Holden also either lied or just elected to remain tight-lipped about the latest round of sackings. Bad timing, really, with the election being virtually coincident, and Mr Abbott on the record pledging to put $500 million of our money to better use, instead of wasting it on Holden.
Fifty administrative staff in Port Melbourne were quietly boned last week – in addition to the 50 sacked engineering workers that did blip briefly on the public radar.
The fact is, Holden pockets the taxpayer cash and enters into no real guarantees. Clearly there are none – because the jobs keep evaporating, and the sales keep tanking. And there’s no public scrutiny. Exact details of the agreement are kept shrouded in secrecy – apparently they’re commercially in confidence. Holden says it wouldn’t want the competition to know, because that might hurt the company’s business. And Christ knows they can do that all on their own – no outside assistance needed there. They’re kicking the world’s biggest ‘own goal’ … in the stadium that you helped build, all on their own.
Ford Australia did exactly the same thing. It had sufficient hubris to throw a multi-million-dollar VIP party to outline its rosy future … just weeks after announcing it was out of here, on the manufacturing front, after billions of your money was wasted propping it up for all those years.
The evidence is in, and it’s incontrovertible. Tony Abbott needs to remain firm on his pre-election commitment to cut car company funding. Holden needs to shut up shop and go. Better for all concerned. It’s that simple. The taxpayer can no longer afford to be Holden’s golden goose. More money will not solve this problem.

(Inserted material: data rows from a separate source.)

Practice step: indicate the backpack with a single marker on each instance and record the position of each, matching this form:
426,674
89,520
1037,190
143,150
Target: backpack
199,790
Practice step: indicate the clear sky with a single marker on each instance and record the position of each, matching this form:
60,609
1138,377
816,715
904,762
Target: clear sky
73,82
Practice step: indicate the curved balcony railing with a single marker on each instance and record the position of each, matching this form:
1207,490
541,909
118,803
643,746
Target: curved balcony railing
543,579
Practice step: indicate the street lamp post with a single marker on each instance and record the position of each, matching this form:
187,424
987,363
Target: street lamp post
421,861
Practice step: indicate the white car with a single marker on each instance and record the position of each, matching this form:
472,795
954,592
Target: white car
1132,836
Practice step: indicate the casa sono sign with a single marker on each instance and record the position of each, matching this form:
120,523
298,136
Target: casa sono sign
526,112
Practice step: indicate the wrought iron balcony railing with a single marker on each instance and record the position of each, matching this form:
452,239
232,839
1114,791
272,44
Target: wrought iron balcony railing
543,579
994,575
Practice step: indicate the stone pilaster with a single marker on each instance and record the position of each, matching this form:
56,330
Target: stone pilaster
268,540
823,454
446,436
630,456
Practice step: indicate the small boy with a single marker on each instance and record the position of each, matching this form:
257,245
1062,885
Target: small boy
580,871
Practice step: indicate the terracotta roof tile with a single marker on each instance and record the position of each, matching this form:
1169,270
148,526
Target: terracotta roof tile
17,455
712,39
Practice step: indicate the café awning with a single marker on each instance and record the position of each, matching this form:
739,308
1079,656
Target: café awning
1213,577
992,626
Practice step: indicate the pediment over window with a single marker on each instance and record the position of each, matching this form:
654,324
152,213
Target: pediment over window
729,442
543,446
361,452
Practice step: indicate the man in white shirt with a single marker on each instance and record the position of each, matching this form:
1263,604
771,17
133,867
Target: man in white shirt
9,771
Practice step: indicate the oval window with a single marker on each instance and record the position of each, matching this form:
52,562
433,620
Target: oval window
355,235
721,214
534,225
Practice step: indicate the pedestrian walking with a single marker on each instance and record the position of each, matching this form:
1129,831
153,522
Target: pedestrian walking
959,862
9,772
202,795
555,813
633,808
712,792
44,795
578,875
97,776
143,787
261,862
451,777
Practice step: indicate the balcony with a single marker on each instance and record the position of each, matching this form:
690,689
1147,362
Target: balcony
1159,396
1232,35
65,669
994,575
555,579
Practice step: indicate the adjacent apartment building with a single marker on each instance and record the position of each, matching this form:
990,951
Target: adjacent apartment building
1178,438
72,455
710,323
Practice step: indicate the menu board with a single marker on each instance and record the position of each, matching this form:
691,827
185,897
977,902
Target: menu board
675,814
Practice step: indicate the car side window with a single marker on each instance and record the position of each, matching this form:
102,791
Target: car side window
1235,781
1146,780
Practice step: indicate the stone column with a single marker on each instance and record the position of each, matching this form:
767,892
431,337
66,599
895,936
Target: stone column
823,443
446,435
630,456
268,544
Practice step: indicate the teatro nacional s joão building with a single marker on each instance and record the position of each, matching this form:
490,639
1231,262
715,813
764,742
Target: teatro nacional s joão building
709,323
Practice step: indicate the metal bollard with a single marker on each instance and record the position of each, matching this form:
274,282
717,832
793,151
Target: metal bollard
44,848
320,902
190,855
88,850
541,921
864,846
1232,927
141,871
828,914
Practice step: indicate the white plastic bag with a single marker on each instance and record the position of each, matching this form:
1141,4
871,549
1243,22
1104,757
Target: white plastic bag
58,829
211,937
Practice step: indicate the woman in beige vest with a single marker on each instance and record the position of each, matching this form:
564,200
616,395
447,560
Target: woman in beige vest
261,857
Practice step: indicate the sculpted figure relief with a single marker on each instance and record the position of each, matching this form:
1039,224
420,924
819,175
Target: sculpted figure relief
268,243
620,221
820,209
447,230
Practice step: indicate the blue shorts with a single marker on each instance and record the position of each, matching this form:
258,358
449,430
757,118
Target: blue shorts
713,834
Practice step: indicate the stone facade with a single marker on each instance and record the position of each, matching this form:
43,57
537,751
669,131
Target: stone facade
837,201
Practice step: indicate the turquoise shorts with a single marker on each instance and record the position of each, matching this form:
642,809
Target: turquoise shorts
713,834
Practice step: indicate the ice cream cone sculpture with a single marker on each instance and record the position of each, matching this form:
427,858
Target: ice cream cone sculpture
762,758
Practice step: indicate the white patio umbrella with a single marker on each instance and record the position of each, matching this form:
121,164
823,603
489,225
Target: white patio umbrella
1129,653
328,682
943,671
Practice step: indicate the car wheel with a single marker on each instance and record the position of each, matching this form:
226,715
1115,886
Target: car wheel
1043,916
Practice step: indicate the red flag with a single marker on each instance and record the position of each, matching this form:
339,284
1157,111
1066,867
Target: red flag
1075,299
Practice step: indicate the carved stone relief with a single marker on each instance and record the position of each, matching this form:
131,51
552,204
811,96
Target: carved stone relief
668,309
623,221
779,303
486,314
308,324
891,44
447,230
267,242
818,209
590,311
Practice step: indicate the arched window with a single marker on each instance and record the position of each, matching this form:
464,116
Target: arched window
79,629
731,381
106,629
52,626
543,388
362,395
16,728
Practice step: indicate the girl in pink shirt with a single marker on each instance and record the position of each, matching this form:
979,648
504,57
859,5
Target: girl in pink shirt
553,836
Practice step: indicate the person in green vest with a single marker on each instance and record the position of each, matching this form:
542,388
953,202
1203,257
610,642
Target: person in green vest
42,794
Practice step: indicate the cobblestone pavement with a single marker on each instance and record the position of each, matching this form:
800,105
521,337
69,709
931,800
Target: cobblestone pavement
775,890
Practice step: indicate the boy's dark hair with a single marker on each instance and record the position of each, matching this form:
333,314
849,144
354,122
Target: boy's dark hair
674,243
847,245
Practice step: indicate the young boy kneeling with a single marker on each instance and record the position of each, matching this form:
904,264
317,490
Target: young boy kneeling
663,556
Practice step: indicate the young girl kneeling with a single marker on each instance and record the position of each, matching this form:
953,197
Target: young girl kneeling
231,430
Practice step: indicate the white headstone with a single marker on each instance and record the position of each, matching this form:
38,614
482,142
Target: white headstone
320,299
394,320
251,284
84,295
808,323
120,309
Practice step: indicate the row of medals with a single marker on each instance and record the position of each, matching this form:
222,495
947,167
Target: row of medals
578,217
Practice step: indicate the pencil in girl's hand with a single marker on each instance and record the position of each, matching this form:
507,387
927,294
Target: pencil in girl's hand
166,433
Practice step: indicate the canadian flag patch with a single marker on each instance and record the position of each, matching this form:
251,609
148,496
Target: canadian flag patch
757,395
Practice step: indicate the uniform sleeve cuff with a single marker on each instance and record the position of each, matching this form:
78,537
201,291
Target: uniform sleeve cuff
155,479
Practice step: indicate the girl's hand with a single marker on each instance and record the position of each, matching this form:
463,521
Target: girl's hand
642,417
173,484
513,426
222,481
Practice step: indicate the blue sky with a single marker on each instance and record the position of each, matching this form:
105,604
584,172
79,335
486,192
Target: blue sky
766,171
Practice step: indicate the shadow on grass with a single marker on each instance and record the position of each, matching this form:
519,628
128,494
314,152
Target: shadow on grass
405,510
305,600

Einstein put it best when he said doing the same thing over and over again and again and expecting a different result is insane. And this is clinically insane.
Holden has no plan to recover. There is no new golden age of Australian car making just around the corner. It’s not a case of the darkest hour preceding dawn. It’s a case of the fat lady going on in five, whether you like it or not. Holden has an agenda. It just wants the cash. Because when you’re running GM’s antipodean outpost, that’s what the big boys in Detroit expect you to deliver.
The thought of tipping more funds Holden’s way is unconscionable.